Authored By: Councillor Nadira Orcello
Presented By: Councillor Nadira Orcello
DEBATE BEGINS NOW:
End of Debate Phase: Friday November 16th, 18:20 UTC
End of Amendments Voting Phase: Sunday November 18th, 18:20 UTC
End of Final Voting Phase: Wednesday November 21st, 18:20 UTC
The Democratic Republic of Occoron fully supports this act.
Os Corelia supports this act but queries how previously discussed use of nuclear weapons on disasters such as oil spills will be legislated for.
A consensus was beginning to build around giving nations the benefit of the doubt when it came to disaster prevention.
The formulation of Article I, Section III, Clause I restricts "nuclear tests" to such uses of nuclear devices that are for research and development purposes only.
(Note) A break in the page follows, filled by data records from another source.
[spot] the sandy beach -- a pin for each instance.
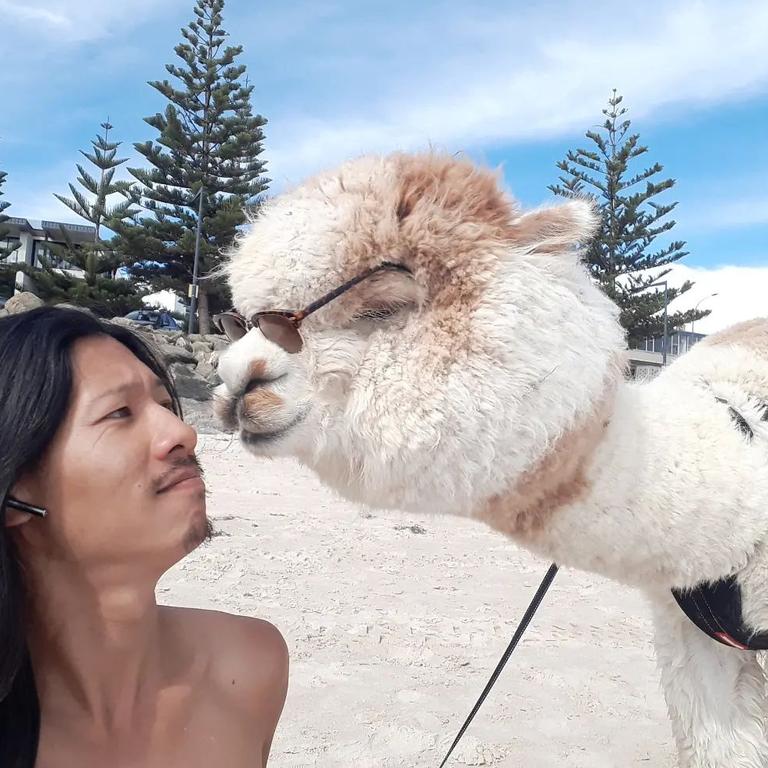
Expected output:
(394, 623)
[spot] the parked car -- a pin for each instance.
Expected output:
(159, 320)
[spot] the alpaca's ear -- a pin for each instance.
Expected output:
(557, 228)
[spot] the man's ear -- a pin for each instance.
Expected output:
(21, 491)
(15, 518)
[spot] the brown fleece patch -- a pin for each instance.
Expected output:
(225, 410)
(752, 334)
(459, 190)
(558, 480)
(260, 403)
(257, 371)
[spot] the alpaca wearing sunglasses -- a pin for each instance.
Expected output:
(485, 377)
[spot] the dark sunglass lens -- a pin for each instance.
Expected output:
(233, 327)
(281, 331)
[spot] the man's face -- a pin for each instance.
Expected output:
(120, 480)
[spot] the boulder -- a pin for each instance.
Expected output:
(173, 354)
(189, 385)
(200, 349)
(23, 302)
(200, 416)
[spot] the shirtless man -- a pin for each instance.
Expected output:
(93, 672)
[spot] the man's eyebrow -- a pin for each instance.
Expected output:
(125, 389)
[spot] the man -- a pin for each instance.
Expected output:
(90, 433)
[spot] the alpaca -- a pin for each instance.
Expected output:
(486, 379)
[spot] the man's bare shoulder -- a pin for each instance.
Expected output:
(248, 657)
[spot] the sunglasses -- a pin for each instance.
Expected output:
(282, 326)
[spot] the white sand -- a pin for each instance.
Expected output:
(394, 623)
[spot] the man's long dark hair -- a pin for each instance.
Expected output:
(35, 391)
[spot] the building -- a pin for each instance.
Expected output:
(648, 360)
(35, 239)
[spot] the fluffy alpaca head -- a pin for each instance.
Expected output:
(431, 389)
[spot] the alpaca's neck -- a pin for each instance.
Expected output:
(662, 492)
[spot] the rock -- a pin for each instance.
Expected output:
(173, 354)
(23, 302)
(189, 385)
(200, 349)
(85, 310)
(200, 416)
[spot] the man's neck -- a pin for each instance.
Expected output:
(95, 641)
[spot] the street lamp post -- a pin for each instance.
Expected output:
(665, 339)
(193, 287)
(693, 322)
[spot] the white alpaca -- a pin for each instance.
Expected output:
(488, 382)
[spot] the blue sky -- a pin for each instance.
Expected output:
(506, 83)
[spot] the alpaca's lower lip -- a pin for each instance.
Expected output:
(260, 438)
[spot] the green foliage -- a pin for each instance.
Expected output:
(630, 252)
(208, 139)
(96, 210)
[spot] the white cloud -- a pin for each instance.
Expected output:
(34, 14)
(742, 294)
(522, 78)
(74, 21)
(711, 215)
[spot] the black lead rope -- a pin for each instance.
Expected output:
(526, 620)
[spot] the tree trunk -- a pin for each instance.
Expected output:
(203, 316)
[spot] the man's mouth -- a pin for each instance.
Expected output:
(188, 477)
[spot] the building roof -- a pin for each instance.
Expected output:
(50, 230)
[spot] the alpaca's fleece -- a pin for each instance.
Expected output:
(489, 383)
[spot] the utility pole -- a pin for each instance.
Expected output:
(665, 339)
(193, 287)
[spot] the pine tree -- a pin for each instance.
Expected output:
(97, 211)
(96, 287)
(624, 257)
(5, 250)
(209, 141)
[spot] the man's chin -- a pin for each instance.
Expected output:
(200, 532)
Therefore this act doesn't directly deal with these extraordinary situations and, as Councillor Marshall said, ?nitially gives European nations the benefit of doubt.
However, Section III of Article III makes it possible for the European Court of Justice or the ENAA to investigate and, if need be, prosecute nations that seek to circumvent the letter of this act -- for example by using a minor oil leak or another similar event as an excuse for nuclear testing.
The United Planet
The Federal Republic of the United Planet is in support of the proposed legislation.
I am satisfied by Councillor Orcello and Councillor Jaxson's resposnes and pledge full support to this bill
The Duxburian Union finds the compromises hashed out during the think tank session to be sufficient and will support the bill.
Being always in favour of measures that regulate nuclear testing in order to minimise their effects on the environment and on human beings especially, Kryuland fully supports this act, trusting Europe's commitment in such an important issue.
The Confederacy of Halsberg follows its European neighbours in supporting this act.
With no amendments proposed, we shall move on to the final voting phase.
The voting phase ends on Monday November 19th, at 18:20 UTC.
I, Nadira Orcello, on behalf of the Federal Commonwealth of Pax Aurea, vote FOR this Act.
I, Mikaela Kligenberg, on behalf of the Microstate of Inquista, vote FOR this Act.
Os Corelia votes FOR this act
I, Laila Zapatero, on behalf of the Democratic Republic of Occoron votes FOR this act.
The United Planet
On behalf of the Federal Republic of The United Planet, I vote FOR this act.
I, John Walters, on behalf of the Confederacy of Halsberg, vote FOR this Act.
I, Jaxson Marshall, on behalf of Rhine Ruhr, vote FOR this Act.
I, Dr. William Roebuck, on behalf of the Confederacy of Gun-Toting Animals, vote FOR this legislation.
I, Anatoly Keith, on behalf of the Apostolic Kingdom of Angleter, vote FOR this Act.
I, Acwellan Devoy, on behalf of the Duxburian Union, vote FOR the bill.